Pennington parecía seriamente disgustado. Simon Doyle dudó entre disgustarse o tomarlo a broma. Las orejas del señor Fanthorp habían adquirido un color purpúreo.

—Otro, por favor —dijo Linnet, sonriendo a Pennington.

Pero Pennington estaba decididamente colérico.

—Creo que debemos dejarlo para otro día —dijo enfurruñado—. Si como dice Simon piensas leer todo esto, no acabarás para la hora del almuerzo. No debemos perdernos la contemplación del panorama que se desarrolla ante nuestros ojos. De todas formas, esos documentos que acabas de firmar eran los más importantes y urgentes. Dejaremos los negocios para otra ocasión más propicia.

—¡Hace un calor terrible aquí! —exclamo Linnet—. Vámonos fuera.

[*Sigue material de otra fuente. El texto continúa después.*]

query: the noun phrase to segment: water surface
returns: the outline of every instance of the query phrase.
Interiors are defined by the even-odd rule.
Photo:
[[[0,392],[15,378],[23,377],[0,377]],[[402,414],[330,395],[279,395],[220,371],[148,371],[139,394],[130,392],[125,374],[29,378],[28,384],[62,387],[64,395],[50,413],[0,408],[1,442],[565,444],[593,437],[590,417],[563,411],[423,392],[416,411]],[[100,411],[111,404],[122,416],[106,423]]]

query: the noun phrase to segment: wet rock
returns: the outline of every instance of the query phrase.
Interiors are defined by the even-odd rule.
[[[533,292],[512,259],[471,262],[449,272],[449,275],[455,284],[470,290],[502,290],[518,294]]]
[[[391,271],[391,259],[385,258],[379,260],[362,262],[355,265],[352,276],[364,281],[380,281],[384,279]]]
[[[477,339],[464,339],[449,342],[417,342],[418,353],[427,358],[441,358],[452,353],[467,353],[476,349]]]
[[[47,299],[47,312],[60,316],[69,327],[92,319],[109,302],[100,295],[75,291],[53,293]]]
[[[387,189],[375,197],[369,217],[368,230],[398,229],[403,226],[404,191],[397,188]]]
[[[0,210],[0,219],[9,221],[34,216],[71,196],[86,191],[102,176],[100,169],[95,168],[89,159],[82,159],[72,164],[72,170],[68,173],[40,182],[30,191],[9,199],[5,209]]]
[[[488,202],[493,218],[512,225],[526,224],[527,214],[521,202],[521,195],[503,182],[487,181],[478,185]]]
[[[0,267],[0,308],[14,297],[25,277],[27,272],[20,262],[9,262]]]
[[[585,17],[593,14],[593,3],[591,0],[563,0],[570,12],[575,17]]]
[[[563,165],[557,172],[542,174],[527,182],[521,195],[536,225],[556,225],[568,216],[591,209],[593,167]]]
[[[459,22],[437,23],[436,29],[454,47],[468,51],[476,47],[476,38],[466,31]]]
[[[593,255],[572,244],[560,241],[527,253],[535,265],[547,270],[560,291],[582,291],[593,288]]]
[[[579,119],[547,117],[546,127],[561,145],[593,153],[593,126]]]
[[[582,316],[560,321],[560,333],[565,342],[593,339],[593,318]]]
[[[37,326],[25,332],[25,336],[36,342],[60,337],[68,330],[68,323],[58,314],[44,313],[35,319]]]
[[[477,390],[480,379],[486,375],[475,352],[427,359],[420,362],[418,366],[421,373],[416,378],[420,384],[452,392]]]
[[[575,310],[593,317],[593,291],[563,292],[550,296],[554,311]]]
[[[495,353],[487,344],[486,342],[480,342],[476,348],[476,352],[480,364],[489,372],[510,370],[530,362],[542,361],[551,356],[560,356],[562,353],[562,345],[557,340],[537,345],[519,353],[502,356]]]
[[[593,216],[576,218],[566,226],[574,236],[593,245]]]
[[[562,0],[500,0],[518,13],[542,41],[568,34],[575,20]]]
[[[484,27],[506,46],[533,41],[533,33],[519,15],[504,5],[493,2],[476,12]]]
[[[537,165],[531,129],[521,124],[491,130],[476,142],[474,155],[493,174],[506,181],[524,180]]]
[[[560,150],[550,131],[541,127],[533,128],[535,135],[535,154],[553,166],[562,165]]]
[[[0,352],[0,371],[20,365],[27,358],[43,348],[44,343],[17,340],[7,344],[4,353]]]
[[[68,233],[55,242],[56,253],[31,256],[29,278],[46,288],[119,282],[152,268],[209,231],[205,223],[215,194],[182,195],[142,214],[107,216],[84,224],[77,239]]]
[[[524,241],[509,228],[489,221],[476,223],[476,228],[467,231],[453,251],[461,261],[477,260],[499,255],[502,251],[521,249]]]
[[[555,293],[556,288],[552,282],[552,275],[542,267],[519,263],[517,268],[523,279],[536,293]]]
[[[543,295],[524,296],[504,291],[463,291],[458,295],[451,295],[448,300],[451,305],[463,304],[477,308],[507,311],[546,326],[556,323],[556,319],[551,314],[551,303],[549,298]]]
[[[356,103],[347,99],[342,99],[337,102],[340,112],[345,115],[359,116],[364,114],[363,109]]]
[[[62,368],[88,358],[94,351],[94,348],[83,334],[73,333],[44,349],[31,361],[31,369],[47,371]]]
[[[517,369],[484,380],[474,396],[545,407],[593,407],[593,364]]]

Salieron los tres. Hércules Poirot volvió la cabeza. Su mirada se detuvo sobre la espalda del señor Fanthorp, que había lanzado su cabeza hacia atrás y continuaba silbando entre dientes.

Finalmente Poirot observó la enhiesta figura de la señorita Van Schuyler, majestuosamente sentada en su rincón. La señorita Van Schuyler miraba sin pestañear al señor Ferguson.

La puerta del salón se abrió de par en par y Cornelia Robson entró precipitadamente.

—Has estado por ahí demasiado tiempo —gruñó la anciana—. ¿Dónde has estado?

—Lo siento, prima María. La lana no estaba donde usted me dijo. La encontré en otra caja distinta.

—Hijita mía, no sirves para buscar nada. Sé que tienes buena voluntad, pero no basta. Tienes que procurar ser un poco más inteligente y hacer las cosas con más rapidez. Para esto sólo se necesita concentración.

—Lo siento, prima María. Temo que soy demasiado estúpida.

—Nadie es estúpida si se propone firmemente no serlo. Te he traído conmigo y espero un poco de atención a cambio de mi generosidad.

Cornelia se ruborizó:

—Lo siento mucho, prima María.

—¿Y dónde está la señorita Bowers? Hace diez minutos que debí tomar mis gotas. El doctor dijo que la puntualidad era importantísima.

En este momento entró la señorita Bowers, llevando un vasito con medicina.

—Sus gotas, señorita Van Schuyler.

—Debía haberlas tomado a las once en punto. Si hay algo que detesto en este mundo es la falta de puntualidad.